Dalam rapat dengar pendapat umum itu, para gubernur menyuarakan keresahan yang udah basi tapi belum juga kelar: dari dasar hukum pembentukan daerah yang kuno, hari jadi yang kadang bikin bingung mau tiup lilin tanggal berapa, sampai masalah klasik – batas wilayah yang gak jelas. Bukan cuma nggak jelas, kadang malah bikin daerah sebelahan saling claim kayak mantan rebutan playlist Spotify.
Ketua Komite I DPD RI, Andi Sofyan Hasdam, bilang kalau banyak undang-undang soal kabupaten/kota itu masih hasil karya zaman UUDS 1950. Zaman belum ada YouTube, belum ada Google Maps, apalagi GPS.
“DPR RI menggunakan hak inisiatif menyempurnakan seluruh undang-undang tentang provinsi, kabupaten dan kota eksisting dengan undang-undang yang baru,” kata Andi, yang untungnya sadar kalau masa depan nggak bisa dituntun pakai aturan masa lalu.
Masalah paling pedas datang dari Sulawesi Tenggara. Gubernur Andi Sumangerukka mengeluh soal empat kabupaten di provinsinya – Kolaka, Konawe, Muna, dan Buton – yang masih pakai aturan pembentukan dari UU Nomor 29 Tahun 1959. Ya, kamu nggak salah baca, 1959. Bayangin pakai aturan dari zaman kaset pita buat ngatur kota yang sekarang anak mudanya udah main TikTok.
“Peta wilayah belum ada penegasan batas indikatif. Kami berharap dalam penyusunan RUU agar dicantumkan peta wilayah pada lampiran dan disertakan koordinat cakupan wilayah,” curhat Gubernur Andi, mungkin sambil berharap ini bukan masuk kuping kiri keluar telinga kanan seperti biasa.
Komite I sih janji mau tampung semua masukan tadi, dikompilasi, terus dimasukkan ke Daftar Inventarisasi Masalah alias DIM buat 10 RUU Kabupaten/Kota di tiga provinsi itu. Semoga aja DIM-nya bukan singkatan dari “Dijadikan Impian Menahun”, tapi beneran jadi bahan bakar revisi undang-undang yang selama ini lebih cocok jadi artefak sejarah ketimbang dasar hukum modern.

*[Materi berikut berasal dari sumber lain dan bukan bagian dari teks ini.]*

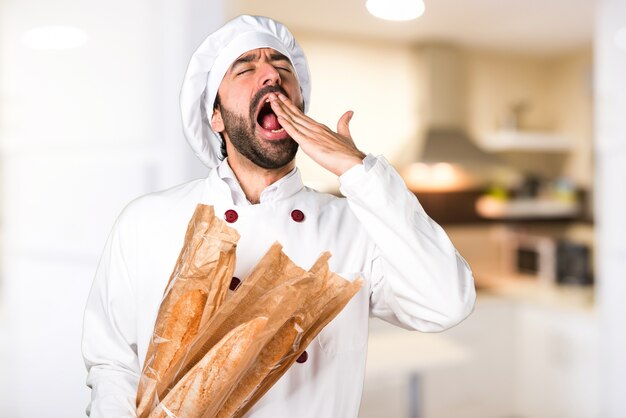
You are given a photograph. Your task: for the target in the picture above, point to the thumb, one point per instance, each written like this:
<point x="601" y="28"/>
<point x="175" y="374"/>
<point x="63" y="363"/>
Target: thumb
<point x="343" y="127"/>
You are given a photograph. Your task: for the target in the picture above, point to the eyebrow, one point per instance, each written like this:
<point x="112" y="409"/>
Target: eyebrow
<point x="248" y="58"/>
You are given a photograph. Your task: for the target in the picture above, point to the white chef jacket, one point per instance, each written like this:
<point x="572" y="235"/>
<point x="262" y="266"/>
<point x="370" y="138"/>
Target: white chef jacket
<point x="414" y="277"/>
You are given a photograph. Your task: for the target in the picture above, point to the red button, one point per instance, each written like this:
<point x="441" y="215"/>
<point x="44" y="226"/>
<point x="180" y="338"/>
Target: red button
<point x="230" y="216"/>
<point x="303" y="357"/>
<point x="234" y="283"/>
<point x="297" y="215"/>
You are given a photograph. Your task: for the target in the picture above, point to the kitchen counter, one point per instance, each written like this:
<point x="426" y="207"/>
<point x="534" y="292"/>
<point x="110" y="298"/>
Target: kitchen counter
<point x="530" y="290"/>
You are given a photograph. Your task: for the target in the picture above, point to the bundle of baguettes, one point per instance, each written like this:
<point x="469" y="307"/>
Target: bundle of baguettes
<point x="251" y="339"/>
<point x="196" y="288"/>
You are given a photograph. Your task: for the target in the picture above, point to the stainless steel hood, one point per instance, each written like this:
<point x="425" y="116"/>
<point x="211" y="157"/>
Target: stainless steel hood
<point x="442" y="85"/>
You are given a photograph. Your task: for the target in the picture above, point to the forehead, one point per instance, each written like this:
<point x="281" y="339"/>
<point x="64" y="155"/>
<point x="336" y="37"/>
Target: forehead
<point x="256" y="54"/>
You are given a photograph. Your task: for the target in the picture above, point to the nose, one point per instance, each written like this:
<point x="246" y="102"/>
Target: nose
<point x="269" y="74"/>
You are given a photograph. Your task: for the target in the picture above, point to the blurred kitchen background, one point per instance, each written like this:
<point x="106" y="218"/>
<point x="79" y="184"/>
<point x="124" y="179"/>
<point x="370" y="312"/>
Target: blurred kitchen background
<point x="505" y="117"/>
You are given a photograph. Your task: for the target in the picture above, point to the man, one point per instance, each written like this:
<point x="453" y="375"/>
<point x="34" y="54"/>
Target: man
<point x="244" y="95"/>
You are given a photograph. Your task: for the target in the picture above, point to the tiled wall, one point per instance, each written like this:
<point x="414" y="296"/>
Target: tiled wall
<point x="610" y="146"/>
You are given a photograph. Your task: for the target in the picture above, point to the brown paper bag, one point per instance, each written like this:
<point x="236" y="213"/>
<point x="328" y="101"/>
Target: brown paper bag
<point x="196" y="289"/>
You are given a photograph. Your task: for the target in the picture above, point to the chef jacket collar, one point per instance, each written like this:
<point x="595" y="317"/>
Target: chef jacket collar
<point x="284" y="188"/>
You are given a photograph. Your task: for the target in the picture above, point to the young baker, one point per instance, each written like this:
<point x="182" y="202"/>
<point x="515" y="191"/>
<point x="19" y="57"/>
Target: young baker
<point x="243" y="102"/>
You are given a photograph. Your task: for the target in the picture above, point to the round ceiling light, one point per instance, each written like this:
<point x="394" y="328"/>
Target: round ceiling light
<point x="620" y="38"/>
<point x="55" y="37"/>
<point x="395" y="9"/>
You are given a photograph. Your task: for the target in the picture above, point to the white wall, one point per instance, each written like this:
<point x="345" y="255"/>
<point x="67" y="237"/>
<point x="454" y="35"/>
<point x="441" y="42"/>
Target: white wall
<point x="83" y="131"/>
<point x="378" y="82"/>
<point x="610" y="147"/>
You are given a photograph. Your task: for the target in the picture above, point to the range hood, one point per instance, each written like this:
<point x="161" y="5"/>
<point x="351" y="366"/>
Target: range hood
<point x="442" y="109"/>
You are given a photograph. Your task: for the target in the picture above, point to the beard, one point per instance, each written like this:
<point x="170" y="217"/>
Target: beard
<point x="241" y="132"/>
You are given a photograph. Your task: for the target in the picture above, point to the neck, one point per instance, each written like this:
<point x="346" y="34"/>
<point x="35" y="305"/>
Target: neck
<point x="254" y="179"/>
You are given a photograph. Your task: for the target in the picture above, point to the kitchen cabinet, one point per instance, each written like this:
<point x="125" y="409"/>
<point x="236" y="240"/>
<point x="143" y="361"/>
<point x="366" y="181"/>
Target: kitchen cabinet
<point x="557" y="363"/>
<point x="528" y="351"/>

Jadi, kalau kamu pikir konflik daerah itu soal ekonomi, budaya, atau politik, kadang ya cuma gara-gara peta yang belum ada garisnya. Makanya, mari kita doakan revisi ini nggak nyangkut di tumpukan rapat yang cuma jadi bahan konten IG story: “Rapat dimulai, semoga lancar ✨”.